In eben dieser Spielhölle in Southwark traf George Easton zum ersten Mal auf Miss Honor Cabot, eine Debütantin dieser Saison.

Der Aufruhr um die Ankunft der jungen Hitzköpfe und ihrer Eroberungen war ihm zunächst überhaupt nicht aufgefallen. Dabei waren sie ganz erfüllt von ihrem Wagemut und vom Stolz darauf, dass es ihnen gelungen war, den Türsteher dazu zu bringen, sie hereinzulassen. Georges Aufmerksamkeit war vom Kartenspiel gefangen gewesen, in dem er gerade dabei war, dem notorischen Spieler Charles Rutherford dreißig Pfund abzunehmen. Ihm war nicht einmal aufgefallen, dass etwas nicht in Ordnung war, bis Rutherford sagte: "Was zum Teufel soll das denn?"

Dann erst fiel sein Blick auf die jungen Damen, die in der Mitte des Raumes standen und herumflatterten und die Köpfe reckten wie ein Schwarm Vögel. Die Kapuzen ihrer Umhänge rahmten ihre hübschen Gesichter ein, mit ihrem Gekicher steckten sie sich immer wieder gegenseitig an. Neugierig blickten sie die Männer an, die sie im Gegenzug ansahen wie eine Herde guter Pferde auf dem Viehmarkt.

"Zur Hölle", murmelte George. Als er seine Karten niederlegte, stand Rutherford auf und schubste dabei unsanft das Mädchen zu Boden, das auf seinem Schoß gesessen hatte.

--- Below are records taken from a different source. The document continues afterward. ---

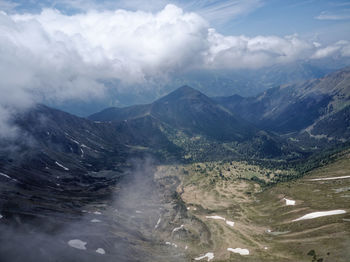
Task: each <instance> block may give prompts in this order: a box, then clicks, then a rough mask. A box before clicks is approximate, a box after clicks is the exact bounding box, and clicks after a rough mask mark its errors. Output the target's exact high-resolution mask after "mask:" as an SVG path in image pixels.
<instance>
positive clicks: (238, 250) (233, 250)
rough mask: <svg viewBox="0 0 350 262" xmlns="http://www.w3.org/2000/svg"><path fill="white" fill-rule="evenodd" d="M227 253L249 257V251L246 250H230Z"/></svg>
mask: <svg viewBox="0 0 350 262" xmlns="http://www.w3.org/2000/svg"><path fill="white" fill-rule="evenodd" d="M227 251H229V252H233V253H237V254H240V255H242V256H246V255H249V250H248V249H245V248H239V247H238V248H228V249H227Z"/></svg>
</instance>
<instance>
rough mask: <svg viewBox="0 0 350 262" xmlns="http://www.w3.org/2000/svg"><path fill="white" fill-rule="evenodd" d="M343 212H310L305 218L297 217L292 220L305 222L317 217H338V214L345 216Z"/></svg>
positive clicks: (345, 211) (304, 216)
mask: <svg viewBox="0 0 350 262" xmlns="http://www.w3.org/2000/svg"><path fill="white" fill-rule="evenodd" d="M345 213H346V211H345V210H331V211H320V212H312V213H309V214H306V215H305V216H302V217H299V218H297V219H294V220H293V222H294V221H299V220H305V219H313V218H317V217H324V216H333V215H339V214H345Z"/></svg>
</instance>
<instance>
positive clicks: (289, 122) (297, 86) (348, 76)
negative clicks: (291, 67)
mask: <svg viewBox="0 0 350 262" xmlns="http://www.w3.org/2000/svg"><path fill="white" fill-rule="evenodd" d="M214 100H215V101H216V102H217V103H219V104H220V105H222V106H224V107H225V108H227V109H228V110H230V111H231V112H233V113H236V114H237V115H239V116H241V117H242V118H243V119H245V120H246V121H249V122H251V123H255V125H256V126H257V127H259V128H262V129H264V130H269V131H272V132H276V133H278V134H280V135H286V134H288V135H290V136H294V137H297V138H299V139H302V140H303V141H304V142H305V138H307V137H308V138H309V139H311V140H315V141H314V142H315V143H318V144H320V143H322V141H323V142H324V143H328V142H331V143H338V142H344V141H347V140H348V139H349V135H350V133H349V132H350V129H349V126H350V122H349V118H350V115H349V106H350V68H345V69H343V70H341V71H337V72H334V73H331V74H329V75H327V76H325V77H324V78H320V79H315V80H309V81H306V82H303V83H299V84H290V85H282V86H279V87H275V88H271V89H269V90H267V91H265V92H264V93H262V94H260V95H257V96H255V97H249V98H243V97H241V96H238V95H234V96H231V97H217V98H215V99H214Z"/></svg>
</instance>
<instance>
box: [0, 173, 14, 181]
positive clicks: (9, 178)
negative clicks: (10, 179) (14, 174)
mask: <svg viewBox="0 0 350 262" xmlns="http://www.w3.org/2000/svg"><path fill="white" fill-rule="evenodd" d="M0 176H3V177H6V178H8V179H12V178H11V177H9V176H8V175H6V174H4V173H1V172H0Z"/></svg>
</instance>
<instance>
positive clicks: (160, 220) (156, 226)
mask: <svg viewBox="0 0 350 262" xmlns="http://www.w3.org/2000/svg"><path fill="white" fill-rule="evenodd" d="M160 221H162V219H161V217H159V219H158V221H157V224H156V225H155V226H154V228H155V229H157V228H158V227H159V224H160Z"/></svg>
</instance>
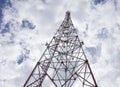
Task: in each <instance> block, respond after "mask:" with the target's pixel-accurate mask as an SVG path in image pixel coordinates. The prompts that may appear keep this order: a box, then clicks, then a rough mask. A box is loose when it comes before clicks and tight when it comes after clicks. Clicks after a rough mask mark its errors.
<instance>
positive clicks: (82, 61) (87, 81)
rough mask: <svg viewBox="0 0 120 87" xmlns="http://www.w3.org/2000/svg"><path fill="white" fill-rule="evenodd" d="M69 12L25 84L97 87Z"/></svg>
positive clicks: (82, 42) (27, 86) (55, 86)
mask: <svg viewBox="0 0 120 87" xmlns="http://www.w3.org/2000/svg"><path fill="white" fill-rule="evenodd" d="M82 45H83V42H81V41H80V39H79V37H78V35H77V32H76V29H75V28H74V26H73V23H72V20H71V17H70V12H69V11H67V12H66V15H65V19H64V20H63V22H62V24H61V25H60V27H59V29H58V30H57V32H56V34H55V35H54V36H53V38H52V40H51V41H50V43H49V44H46V46H47V48H46V50H45V51H44V53H43V55H42V56H41V58H40V59H39V61H38V62H37V64H36V65H35V67H34V69H33V71H32V72H31V74H30V76H29V77H28V79H27V81H26V82H25V84H24V86H23V87H98V86H97V83H96V81H95V78H94V75H93V73H92V70H91V68H90V65H89V63H88V60H87V58H86V56H85V53H84V50H83V48H82Z"/></svg>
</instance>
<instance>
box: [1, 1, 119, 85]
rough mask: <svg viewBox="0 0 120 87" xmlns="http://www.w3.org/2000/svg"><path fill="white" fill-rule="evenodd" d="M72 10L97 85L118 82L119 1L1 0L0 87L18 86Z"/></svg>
mask: <svg viewBox="0 0 120 87" xmlns="http://www.w3.org/2000/svg"><path fill="white" fill-rule="evenodd" d="M67 10H70V11H71V17H72V21H73V24H74V26H75V27H76V28H77V29H78V34H79V38H80V39H81V40H83V41H84V43H85V45H84V50H85V53H86V55H87V58H88V60H89V62H90V66H91V68H92V71H93V73H94V76H95V79H96V81H97V83H98V86H99V87H120V0H0V87H22V86H23V84H24V83H25V81H26V79H27V77H28V75H29V74H30V73H31V71H32V69H33V67H34V65H35V64H36V62H37V61H38V60H39V58H40V56H41V54H42V52H43V51H44V49H45V43H46V42H49V41H50V40H51V39H52V37H53V35H54V34H55V32H56V30H57V29H58V27H59V25H60V24H61V23H62V21H63V19H64V16H65V12H66V11H67Z"/></svg>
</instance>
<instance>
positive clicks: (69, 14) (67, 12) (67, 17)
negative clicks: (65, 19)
mask: <svg viewBox="0 0 120 87" xmlns="http://www.w3.org/2000/svg"><path fill="white" fill-rule="evenodd" d="M69 19H70V11H67V12H66V20H67V21H68V20H69Z"/></svg>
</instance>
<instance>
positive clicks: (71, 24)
mask: <svg viewBox="0 0 120 87" xmlns="http://www.w3.org/2000/svg"><path fill="white" fill-rule="evenodd" d="M61 26H62V29H67V28H71V27H73V23H72V20H71V15H70V11H67V12H66V14H65V18H64V20H63V22H62V24H61Z"/></svg>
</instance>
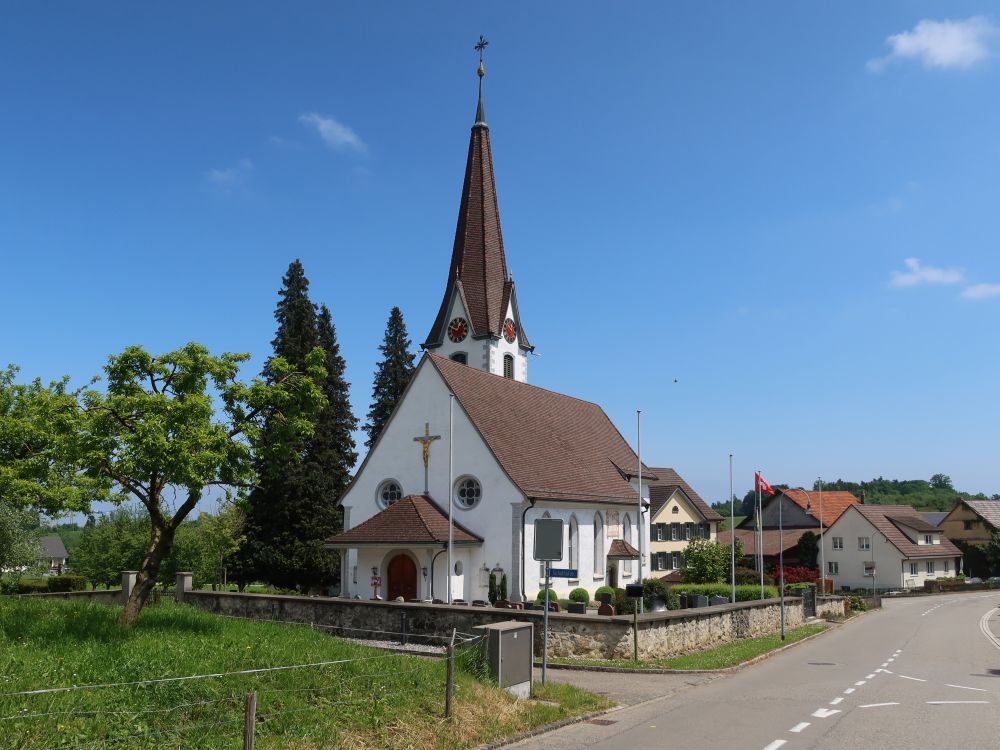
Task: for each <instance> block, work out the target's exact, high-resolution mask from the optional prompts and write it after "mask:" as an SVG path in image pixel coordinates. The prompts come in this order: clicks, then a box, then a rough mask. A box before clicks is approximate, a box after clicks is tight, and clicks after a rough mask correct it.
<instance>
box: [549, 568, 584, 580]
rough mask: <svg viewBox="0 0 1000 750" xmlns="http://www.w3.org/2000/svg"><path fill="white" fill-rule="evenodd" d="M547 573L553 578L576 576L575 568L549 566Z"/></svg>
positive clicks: (570, 577)
mask: <svg viewBox="0 0 1000 750" xmlns="http://www.w3.org/2000/svg"><path fill="white" fill-rule="evenodd" d="M549 575H550V576H552V577H553V578H577V577H578V576H577V569H576V568H549Z"/></svg>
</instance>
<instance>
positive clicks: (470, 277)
mask: <svg viewBox="0 0 1000 750" xmlns="http://www.w3.org/2000/svg"><path fill="white" fill-rule="evenodd" d="M456 290H458V291H459V293H460V294H461V295H462V298H463V303H464V304H465V305H466V309H467V310H468V313H469V323H470V325H471V327H472V335H473V336H488V335H492V336H499V335H500V332H501V330H502V328H503V321H504V320H505V318H506V315H507V305H508V302H510V300H511V298H512V297H515V294H514V281H513V279H512V278H511V277H510V276H508V274H507V261H506V258H505V256H504V249H503V234H502V232H501V231H500V209H499V208H498V206H497V194H496V185H495V184H494V180H493V154H492V152H491V150H490V131H489V128H488V127H486V124H485V123H479V122H477V123H476V124H475V125H473V127H472V135H471V137H470V138H469V156H468V159H467V160H466V164H465V182H464V183H463V185H462V201H461V204H460V206H459V209H458V226H457V227H456V229H455V245H454V247H453V249H452V254H451V266H450V267H449V269H448V283H447V285H446V286H445V293H444V299H442V301H441V307H440V309H439V310H438V314H437V317H436V318H435V319H434V325H433V326H431V330H430V333H428V334H427V340H426V341H425V342H424V346H425V347H427V346H436V345H437V344H440V343H441V342H442V341H443V340H444V335H445V327H446V326H447V325H448V321H447V320H446V318H447V316H448V312H449V310H450V309H451V301H452V297H453V294H454V293H455V292H456ZM515 305H516V302H515ZM517 323H518V325H519V326H520V320H518V321H517ZM518 341H519V343H520V345H521V346H522V347H523V348H526V349H530V348H531V345H530V344H529V343H528V337H527V335H526V334H525V332H524V330H523V328H522V329H520V330H519V331H518Z"/></svg>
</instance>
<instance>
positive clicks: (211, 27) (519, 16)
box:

"Was in drei Teufels Namen wollen die denn hier?", wollte Rutherford wissen. Er sah sie aus zusammengekniffenen Augen an. "Das ist doch vollkommen verantwortungslos. Sehen Sie mich an!", polterte er laut. "Das ist ganz und gar unmöglich! Die Damen müssen sofort wieder gehen!"

Die drei jungen Gentlemen, auf deren Konto dieses Abenteuer ging, sahen einander betreten an. Der kleinste von ihnen reckte schließlich das Kinn, um seinen Worten Nachdruck zu verleihen. "Die Damen haben das gleiche Recht, hier zu sein, wie Sie, Sir!"